Well, you know, we really don’t see it in that particular way in the sense that we do our job. To me, everything looks incremental, in the sense that, well, I’m building today on top of what I did yesterday, right? So, it’s true that looking from the outside, it looks like something very, very extraordinary, but for us, it’s more like regular business. What is probably missing in general for AI research is the fact that there is a gap between what we are doing at the moment and what the potential is, let’s say, towards applying what we do in society, community and so on. This is increasingly reducing at the moment because many academic researchers are also involved now with startups, companies and so on. It’s becoming more and more common to have joint positions between universities and research labs.
For me, joining Humans.ai was exactly in this direction, being able to put together some of the methods that we are developing as researchers, let’s say like toys if you want and to put them into real life and to try to see if we can address the needs of real customers. At the university, what we are doing is mostly creating research papers. This is good of course, and then we are going from deadline to deadline, but in some sense, and this I’m trying to tell my students is that we are somehow missing the connection/impact on society. This is one of the main reasons why I wanted to join Humans.ai. We try to make this a channel through which we can take the technology out of the academic sphere and direct it towards something useful to society.

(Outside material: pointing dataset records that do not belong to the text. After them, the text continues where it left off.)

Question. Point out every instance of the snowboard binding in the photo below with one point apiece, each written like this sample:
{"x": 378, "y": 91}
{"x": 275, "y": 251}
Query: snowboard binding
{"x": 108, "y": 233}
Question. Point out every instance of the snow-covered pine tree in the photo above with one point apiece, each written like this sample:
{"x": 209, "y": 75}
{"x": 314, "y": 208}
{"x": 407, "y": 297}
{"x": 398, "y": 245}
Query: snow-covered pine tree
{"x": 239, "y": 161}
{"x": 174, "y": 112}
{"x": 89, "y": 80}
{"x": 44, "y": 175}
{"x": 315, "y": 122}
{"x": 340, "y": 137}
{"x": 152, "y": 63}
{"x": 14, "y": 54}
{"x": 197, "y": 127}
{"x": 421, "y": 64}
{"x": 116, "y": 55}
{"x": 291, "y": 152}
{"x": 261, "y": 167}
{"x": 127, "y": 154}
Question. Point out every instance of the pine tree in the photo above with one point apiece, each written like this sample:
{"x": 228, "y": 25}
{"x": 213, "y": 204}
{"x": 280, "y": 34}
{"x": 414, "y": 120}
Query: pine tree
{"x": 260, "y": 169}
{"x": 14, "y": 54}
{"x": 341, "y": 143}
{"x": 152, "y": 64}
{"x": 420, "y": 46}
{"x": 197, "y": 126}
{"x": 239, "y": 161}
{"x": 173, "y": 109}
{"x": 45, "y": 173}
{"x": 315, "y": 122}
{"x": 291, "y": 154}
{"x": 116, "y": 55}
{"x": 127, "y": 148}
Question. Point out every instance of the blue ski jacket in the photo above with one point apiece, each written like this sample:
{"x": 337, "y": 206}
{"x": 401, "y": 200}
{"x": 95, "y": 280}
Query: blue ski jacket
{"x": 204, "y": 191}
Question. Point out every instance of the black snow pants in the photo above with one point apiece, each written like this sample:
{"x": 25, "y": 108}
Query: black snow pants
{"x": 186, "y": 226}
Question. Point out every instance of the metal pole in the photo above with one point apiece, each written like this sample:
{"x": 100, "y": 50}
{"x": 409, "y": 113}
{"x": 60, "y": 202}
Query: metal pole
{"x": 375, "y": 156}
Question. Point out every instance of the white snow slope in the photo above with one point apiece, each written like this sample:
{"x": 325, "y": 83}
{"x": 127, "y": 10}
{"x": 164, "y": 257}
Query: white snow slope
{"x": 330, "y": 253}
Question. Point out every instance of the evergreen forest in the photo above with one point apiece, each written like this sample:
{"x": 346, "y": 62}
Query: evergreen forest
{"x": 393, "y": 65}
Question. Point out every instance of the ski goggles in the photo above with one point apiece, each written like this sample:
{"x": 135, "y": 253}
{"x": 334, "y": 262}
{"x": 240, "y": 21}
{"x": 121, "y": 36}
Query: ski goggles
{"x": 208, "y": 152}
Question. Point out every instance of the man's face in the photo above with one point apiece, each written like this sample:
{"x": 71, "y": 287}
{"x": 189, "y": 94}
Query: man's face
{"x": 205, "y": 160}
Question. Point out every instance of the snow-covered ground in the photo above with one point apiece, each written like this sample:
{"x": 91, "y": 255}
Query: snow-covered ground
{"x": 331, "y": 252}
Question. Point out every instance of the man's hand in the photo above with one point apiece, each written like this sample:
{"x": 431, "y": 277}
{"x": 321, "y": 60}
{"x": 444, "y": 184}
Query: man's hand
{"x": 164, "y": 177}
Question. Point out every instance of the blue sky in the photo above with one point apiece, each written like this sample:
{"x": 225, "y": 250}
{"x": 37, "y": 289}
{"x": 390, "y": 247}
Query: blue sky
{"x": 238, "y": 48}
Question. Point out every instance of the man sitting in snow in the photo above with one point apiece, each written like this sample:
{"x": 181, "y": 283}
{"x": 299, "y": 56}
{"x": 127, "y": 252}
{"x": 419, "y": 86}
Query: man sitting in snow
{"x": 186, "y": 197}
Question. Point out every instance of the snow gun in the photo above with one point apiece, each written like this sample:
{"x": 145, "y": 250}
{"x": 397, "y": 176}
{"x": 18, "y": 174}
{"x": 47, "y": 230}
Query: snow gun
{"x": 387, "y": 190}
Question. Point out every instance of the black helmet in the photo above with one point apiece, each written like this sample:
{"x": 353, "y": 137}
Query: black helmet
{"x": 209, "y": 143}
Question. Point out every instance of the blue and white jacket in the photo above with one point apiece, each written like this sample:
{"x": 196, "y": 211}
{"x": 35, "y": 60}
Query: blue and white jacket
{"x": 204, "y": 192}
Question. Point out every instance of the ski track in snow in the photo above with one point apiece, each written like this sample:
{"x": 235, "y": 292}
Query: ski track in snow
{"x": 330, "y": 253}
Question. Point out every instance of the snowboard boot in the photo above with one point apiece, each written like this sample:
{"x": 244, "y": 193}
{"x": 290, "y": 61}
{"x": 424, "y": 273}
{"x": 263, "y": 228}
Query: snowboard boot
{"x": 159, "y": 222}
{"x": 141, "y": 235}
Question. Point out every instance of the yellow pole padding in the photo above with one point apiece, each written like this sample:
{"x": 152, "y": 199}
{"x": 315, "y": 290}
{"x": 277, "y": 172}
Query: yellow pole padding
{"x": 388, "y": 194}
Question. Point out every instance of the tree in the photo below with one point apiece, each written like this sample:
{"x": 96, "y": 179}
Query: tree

How did you start working at Humans.ai? What made you join the project?
That’s a very good question. I believe I like the simple slogan that Humans.ai has adopted from the beginning, you know, the fact that we are several billion people on this planet and each of us could have his own unique contribution. I like this idea, and I believe in it. Of course, many of these people do not have an idea of how much their contribution is worth, but I think if we can just empower them to put together what they can, as little as they can and to put it together to achieve something useful in general for society, it will be very important and it is a strong message. I guess that’s the main reason why I like the idea. Also, I’m at a point in my career in which I don’t need anything else but to challenge myself by being involved in interesting and diverse projects like this one, including working with young people and young communities.
How would you describe the work environment at Humans.ai?
Well, I like it because it’s very informal. It’s also very good because the team as a whole is complementary and very diverse. We were talking before that one of the main ambitions of Humans.ai is to put NFT and AI together, and this is exactly reflected in the team. So, I believe the fact that we have people from different expertise put together, talking and trying to see how you can blend these two communities together is one of the main strengths of Human.ai. This is something that is happening, and I think this is the key to success.
What is your motto? What guides you through life?
Oh, it’s a good one. I haven’t thought about it, but I would say it is “Never stay quiet, always look for something else.”. People who know me would say that I’m a dynamic person. I would say I’m an extrovert, so I like to challenge myself, and I always like to find new, let’s say reach out to goals, and this is what I’m doing. I believe that I stay young because of that.
What else can you tell us about yourself, about the small pleasures of life? Do you have any hobbies?
Well, whenever I have the opportunity, I go skiing. One of the main reasons I wanted to move from Holland to Trento was exactly the fact that Trento is a mountain paradise. So, I go skiing as much as I can. I also go hiking and so on. I think that would be my main hobby. Well, that’s about it, I would say.